We took the taxi, with the driver dropping us at the top gate, where there were a few traders who wanted to sell us books and trinkets.  Fortunately a large bus full of more likely looking prospects arrived and we were able to make a hasty getaway and enter the site.


Built in the 10th century BC, it really flourished in Roman times when, with a population of 33,000 to 56,000 it was the third largest city of Roman Asia Minor.  Initially built on the coast, Ephesus had a natural harbour and so became a thriving commercial centre.  However over time, the Kayster River silted up the harbour and now the ruins are a good 5 kilometres from the sea.  There were a number of settlements in the area, each ruined over time by wars and earthquakes and while some rebuilding took place, much remained in ruins.  The part we visited were the ruins from Roman times.

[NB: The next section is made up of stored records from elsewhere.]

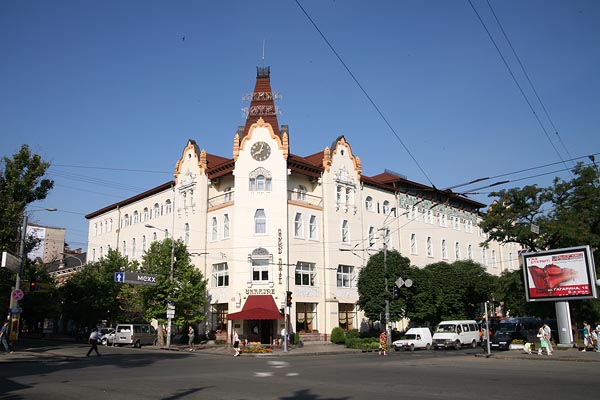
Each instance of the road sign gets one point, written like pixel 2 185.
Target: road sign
pixel 17 294
pixel 10 262
pixel 135 278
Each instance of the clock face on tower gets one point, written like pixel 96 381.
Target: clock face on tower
pixel 260 151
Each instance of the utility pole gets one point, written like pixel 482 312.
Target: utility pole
pixel 387 300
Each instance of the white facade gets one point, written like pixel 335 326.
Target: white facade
pixel 266 221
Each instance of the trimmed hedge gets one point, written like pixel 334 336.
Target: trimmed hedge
pixel 338 336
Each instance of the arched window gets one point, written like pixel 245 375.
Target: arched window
pixel 386 207
pixel 429 247
pixel 260 180
pixel 228 195
pixel 369 203
pixel 313 227
pixel 345 232
pixel 301 195
pixel 225 226
pixel 214 229
pixel 260 221
pixel 298 230
pixel 444 250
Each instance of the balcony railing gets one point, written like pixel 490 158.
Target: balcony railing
pixel 221 199
pixel 303 197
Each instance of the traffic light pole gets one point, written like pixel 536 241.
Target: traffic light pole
pixel 15 317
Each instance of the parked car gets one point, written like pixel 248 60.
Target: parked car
pixel 516 328
pixel 456 334
pixel 107 336
pixel 415 338
pixel 135 335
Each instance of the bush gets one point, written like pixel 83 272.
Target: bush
pixel 351 334
pixel 338 336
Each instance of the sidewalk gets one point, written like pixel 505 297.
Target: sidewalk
pixel 56 350
pixel 60 350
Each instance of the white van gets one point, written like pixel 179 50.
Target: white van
pixel 135 335
pixel 415 338
pixel 456 334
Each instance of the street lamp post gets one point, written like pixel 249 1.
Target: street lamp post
pixel 169 301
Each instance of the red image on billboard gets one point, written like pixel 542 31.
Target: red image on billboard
pixel 559 274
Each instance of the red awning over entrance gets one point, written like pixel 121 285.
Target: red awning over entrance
pixel 257 307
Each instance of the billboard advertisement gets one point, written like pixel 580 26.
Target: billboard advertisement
pixel 561 274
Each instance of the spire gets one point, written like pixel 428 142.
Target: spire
pixel 262 102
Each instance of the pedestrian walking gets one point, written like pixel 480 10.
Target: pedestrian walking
pixel 587 336
pixel 93 340
pixel 236 343
pixel 597 330
pixel 4 332
pixel 547 335
pixel 543 342
pixel 191 336
pixel 383 343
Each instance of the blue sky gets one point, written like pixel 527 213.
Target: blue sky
pixel 109 92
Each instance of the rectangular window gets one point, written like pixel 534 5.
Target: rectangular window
pixel 218 314
pixel 305 274
pixel 260 221
pixel 345 276
pixel 225 226
pixel 413 244
pixel 305 317
pixel 220 276
pixel 346 316
pixel 260 270
pixel 214 229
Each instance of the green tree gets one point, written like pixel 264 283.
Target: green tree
pixel 371 285
pixel 91 295
pixel 21 183
pixel 187 290
pixel 449 291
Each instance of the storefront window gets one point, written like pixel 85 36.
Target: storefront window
pixel 305 315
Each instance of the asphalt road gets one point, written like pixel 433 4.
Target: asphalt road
pixel 124 373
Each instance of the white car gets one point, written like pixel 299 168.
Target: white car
pixel 107 336
pixel 415 338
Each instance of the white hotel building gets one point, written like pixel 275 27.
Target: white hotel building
pixel 269 221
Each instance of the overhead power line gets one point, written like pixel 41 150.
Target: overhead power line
pixel 528 79
pixel 365 92
pixel 514 78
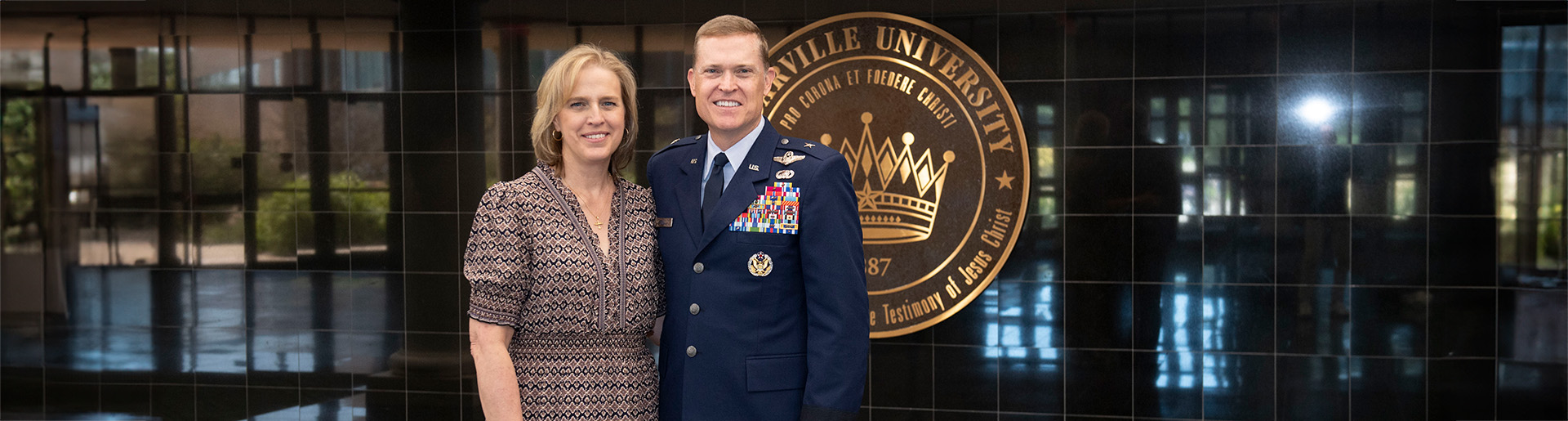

Some of the noted buildings of the Roman time were the Library of Celsus, - the third largest in the empire and home to 12,000 scrolls.  Built about 120AD, the interior was destroyed by earthquake (or possibly fire after a Goth invasion) in 262AD and the facade destroyed by earthquake in the 10th or 11th century.  The facade was rebuilt by archaeologists in the 1970s.


The open air theatre was first constructed in the 3rd century BC but enlarged to seat 25,000 in the Roman period.  Initially for theatrical performances, it was also used for political and philosophical debates and in later times for gladiatorial competitions.



Ephesus was also famed for its baths, having one of the most advanced aqueduct systems in the ancient world.



The old Agora (market) is now a collecting place for ruins - it must be an absolute nightmare for the archaeologists who unearth these columns (or parts thereof) and pieces of friezes; blocks of marble etc as they try to decide to which building they belong and what will be done with them.



After about 2 hours we found ourselves at the lower gate where there are many more traders politely engaging visitors in conversation before inviting them to visit their stalls displaying anything from jewellery to clothes to souvenirs and trinkets!

We decided to walk out to the main road and catch the Dolmus back to Kusadasi.  Just as we reached the road, we heard the familiar 'beep' and sure enough a wave from Michael had the dolmus stopping and waiting for us to cross the road and alight!

We returned to Kusadasi - to a stop unfamiliar to us, however we headed to the sea and soon found ourselves in familiar territory again.

This evening we wandered the old caravanserai (bazaar) area while looking for a place for dinner.  The traders were again touting for business and we headed out of this area and through a local park - much better cared for than some we had seen - to a little shop where we decided to eat.  We could see the lady making our order in the kitchen as we waited.  It was one of our better meals in Turkey.